The following examples are intended to illustrate the process of the invention illustrate, but without restricting it.

Examples example 1

520 g of a copolymer of 50 wt .-% vinylformamide and 50 wt .-% vinylpyrrolidone (K value 45.0; 0.1% in N-methylpyrrolidone) are mixed with 480 g verapamil hydrochloride under the conditions specified below extruded and calendered to 500 mg oblong tablets according to the method described in EP-A-240 904.

Shot 1: 60 ° C
Shot 2: 95 ° C
Shot 3: 133 ° C
Shot 4: 112 ° C
Shot 5: 94 ° C
Nozzle: 86 ° C.

The release after 1 hour was 72%, after 2 hours 100% [USP (pH change) paddle model].

Example 2

520 g copolymer of 50 wt .-% vinylamine and 50 wt .-% vinylpyrrolidone are extruded with 480 g verapamil hydrochloride to 500 mg oblong tablets under the conditions specified below and calendered as above.

Shot 1: 55 ° C
Shot 2: 85 ° C
Shot 3: 134 ° C
Shot 4: 113 ° C
Shot 5: 102 ° C
Nozzle: 99 ° C.

The release after 1 hour was 100% [USP paddle model (pH change)].  
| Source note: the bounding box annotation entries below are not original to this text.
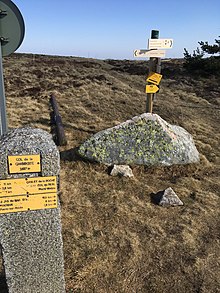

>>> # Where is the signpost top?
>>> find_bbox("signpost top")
[148,39,173,50]
[0,0,25,56]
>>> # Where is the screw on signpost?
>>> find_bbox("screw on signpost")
[0,0,24,137]
[146,30,161,113]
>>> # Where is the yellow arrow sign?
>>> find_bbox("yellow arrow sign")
[146,84,159,94]
[147,72,162,85]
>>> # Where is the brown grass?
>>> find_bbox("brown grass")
[1,55,220,293]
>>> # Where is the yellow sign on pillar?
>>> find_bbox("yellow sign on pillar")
[147,72,162,85]
[8,155,41,174]
[0,176,57,214]
[146,84,159,94]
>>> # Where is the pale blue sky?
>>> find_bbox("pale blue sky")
[13,0,220,59]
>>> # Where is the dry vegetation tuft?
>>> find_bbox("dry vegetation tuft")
[0,54,220,293]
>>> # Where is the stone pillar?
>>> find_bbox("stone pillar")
[0,128,65,293]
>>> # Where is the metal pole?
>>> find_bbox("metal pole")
[146,30,161,113]
[0,43,8,136]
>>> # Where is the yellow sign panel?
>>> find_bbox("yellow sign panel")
[147,72,162,85]
[0,193,57,214]
[8,155,41,174]
[0,176,57,214]
[146,84,159,94]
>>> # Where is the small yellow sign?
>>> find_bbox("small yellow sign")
[0,176,57,214]
[0,193,57,214]
[146,84,159,94]
[8,155,41,174]
[147,72,162,85]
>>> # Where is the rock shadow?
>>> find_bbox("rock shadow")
[60,147,85,162]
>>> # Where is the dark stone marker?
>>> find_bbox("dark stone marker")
[0,128,65,293]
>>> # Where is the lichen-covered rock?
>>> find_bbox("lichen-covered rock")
[78,113,199,166]
[110,165,134,177]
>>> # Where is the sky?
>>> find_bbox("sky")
[13,0,220,59]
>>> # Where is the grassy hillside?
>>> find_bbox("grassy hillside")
[0,54,220,293]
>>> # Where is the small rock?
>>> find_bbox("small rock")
[159,187,183,207]
[110,165,134,177]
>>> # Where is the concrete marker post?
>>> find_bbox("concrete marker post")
[146,30,161,113]
[0,128,65,293]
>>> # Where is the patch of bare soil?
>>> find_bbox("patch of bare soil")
[0,54,220,293]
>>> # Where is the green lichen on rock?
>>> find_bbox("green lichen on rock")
[78,113,199,166]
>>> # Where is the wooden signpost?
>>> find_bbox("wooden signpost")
[134,30,173,113]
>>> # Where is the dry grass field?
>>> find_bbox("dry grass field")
[0,54,220,293]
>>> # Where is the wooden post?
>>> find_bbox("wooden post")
[50,95,67,146]
[146,30,161,113]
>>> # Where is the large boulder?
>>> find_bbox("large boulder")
[78,113,199,166]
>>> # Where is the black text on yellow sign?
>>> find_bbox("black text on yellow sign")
[147,72,162,85]
[8,155,41,174]
[146,84,159,94]
[0,176,57,214]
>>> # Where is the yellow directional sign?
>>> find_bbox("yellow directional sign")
[146,84,159,94]
[0,176,57,214]
[8,155,41,174]
[147,72,162,85]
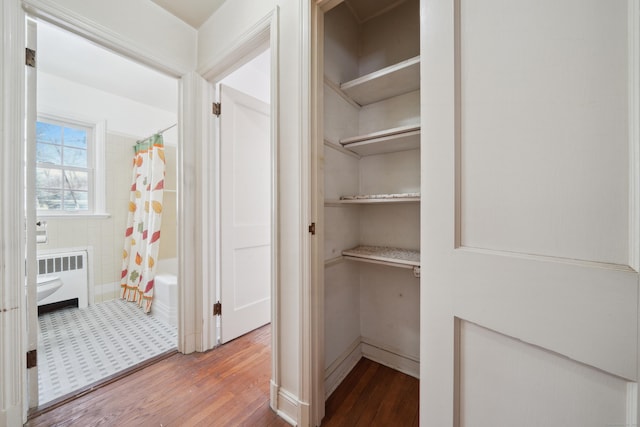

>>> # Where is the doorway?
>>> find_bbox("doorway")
[27,22,178,406]
[216,49,274,344]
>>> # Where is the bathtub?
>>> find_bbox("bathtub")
[151,258,178,326]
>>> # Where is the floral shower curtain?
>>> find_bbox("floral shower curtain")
[120,134,165,313]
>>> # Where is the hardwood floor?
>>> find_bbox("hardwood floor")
[322,358,419,427]
[26,325,418,427]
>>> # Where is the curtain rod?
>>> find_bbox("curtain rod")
[136,123,178,144]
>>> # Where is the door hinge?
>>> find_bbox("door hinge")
[211,102,222,117]
[27,350,38,369]
[24,47,36,68]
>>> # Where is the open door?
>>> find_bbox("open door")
[420,0,640,427]
[24,19,39,408]
[220,85,271,343]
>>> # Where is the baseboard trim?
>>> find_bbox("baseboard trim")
[361,337,420,379]
[272,385,299,426]
[324,337,362,400]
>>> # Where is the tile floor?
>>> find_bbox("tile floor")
[38,300,177,405]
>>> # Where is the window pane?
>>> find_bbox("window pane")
[36,189,62,210]
[36,122,62,145]
[64,128,87,149]
[64,190,89,211]
[64,171,89,190]
[64,147,87,168]
[36,142,62,165]
[36,168,62,189]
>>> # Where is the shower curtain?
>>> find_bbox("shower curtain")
[120,134,165,313]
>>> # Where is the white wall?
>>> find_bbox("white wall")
[220,49,271,104]
[38,72,178,145]
[22,0,197,77]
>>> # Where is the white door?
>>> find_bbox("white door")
[220,85,271,343]
[420,0,640,427]
[24,19,38,408]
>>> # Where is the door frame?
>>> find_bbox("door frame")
[197,6,284,424]
[8,0,192,425]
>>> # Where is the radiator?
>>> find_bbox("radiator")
[37,250,89,308]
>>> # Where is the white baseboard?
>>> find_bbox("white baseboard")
[361,337,420,379]
[324,337,362,400]
[271,383,299,426]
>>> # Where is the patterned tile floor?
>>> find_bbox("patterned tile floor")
[38,300,177,405]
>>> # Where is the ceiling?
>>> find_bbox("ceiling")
[151,0,225,29]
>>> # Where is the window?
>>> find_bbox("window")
[36,118,104,215]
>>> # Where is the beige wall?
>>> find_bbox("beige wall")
[158,146,178,260]
[37,134,176,303]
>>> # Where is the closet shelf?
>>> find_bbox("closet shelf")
[324,193,420,206]
[340,125,420,156]
[340,56,420,105]
[342,246,420,268]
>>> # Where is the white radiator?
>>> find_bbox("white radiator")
[37,250,89,308]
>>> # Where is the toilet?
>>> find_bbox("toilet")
[151,273,178,326]
[37,275,62,302]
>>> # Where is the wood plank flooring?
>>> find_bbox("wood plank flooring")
[26,325,418,427]
[322,358,419,427]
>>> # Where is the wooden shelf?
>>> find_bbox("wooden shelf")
[342,246,420,268]
[340,56,420,105]
[340,125,420,156]
[324,193,420,206]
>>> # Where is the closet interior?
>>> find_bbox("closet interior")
[322,0,420,397]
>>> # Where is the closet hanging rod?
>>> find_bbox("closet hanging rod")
[136,123,178,144]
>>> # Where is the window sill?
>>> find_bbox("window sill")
[36,212,111,219]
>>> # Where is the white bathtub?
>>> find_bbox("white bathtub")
[151,258,178,326]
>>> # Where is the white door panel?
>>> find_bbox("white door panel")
[420,0,640,427]
[220,85,271,343]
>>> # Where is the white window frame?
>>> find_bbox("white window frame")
[33,112,110,219]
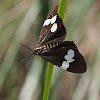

500 g copolymer of 50% by weight vinylformamide and 50% by weight vinyl pyrrolidone (K value 45.0; 0.1% in N-methylpyrrolidone) are extruded with 500 g vinclozolin, cooled and granulated.

Shot 1: 63 ° C
Shot 2: 98 ° C
Shot 3: 141 ° C
Shot 4: 152 ° C
Shot 5: 127 ° C
Nozzle: 101 ° C

It became a transparent, X-ray amorphous, dispersed in water obtainable granules.

Claims (10)

1. A process for the preparation of solid dosage forms by mixing at least one polymeric binder, optionally at least one active ingredient and optionally conventional additives to form a plastic mixture and shaping, characterized in that homo- and / or copolymers of N-vinyl amides and / or N-vinyl amines are used. 2. The method according to claim 1, characterized in that the binder at least 5 wt .-% units of the formulas
wherein R ¹ and R ² each independently represent H or C ₁ - to C ₆ -alkyl groups. 3. The method according to claim 2, characterized in that R ¹ and R ^{2 are} independently selected from H, methyl, ethyl, propyl, n-butyl and isobutyl. 4. The method according to claim 3, characterized in that one as polymeric binder poly (vinylformamide) or a copo lymer thereof used with vinyl pyrrolidone. 5. The method according to any one of the preceding claims, characterized characterized in that the formation of the plastic mixture by mixing and / or melting the components in egg extruder. 6. The method according to any one of claims 1 to 5 for the production of pharmaceutical active ingredient dosage forms. 7. The method according to any one of claims 1 to 5 for the production of plant treatment products. 8. The method according to any one of claims 1 to 5 for the production of feed additives and additives.   9. The method according to any one of claims 1 to 5 for the production of food additives. 10. Solid dosage forms, obtainable by a method according to one of claims 1 to 9.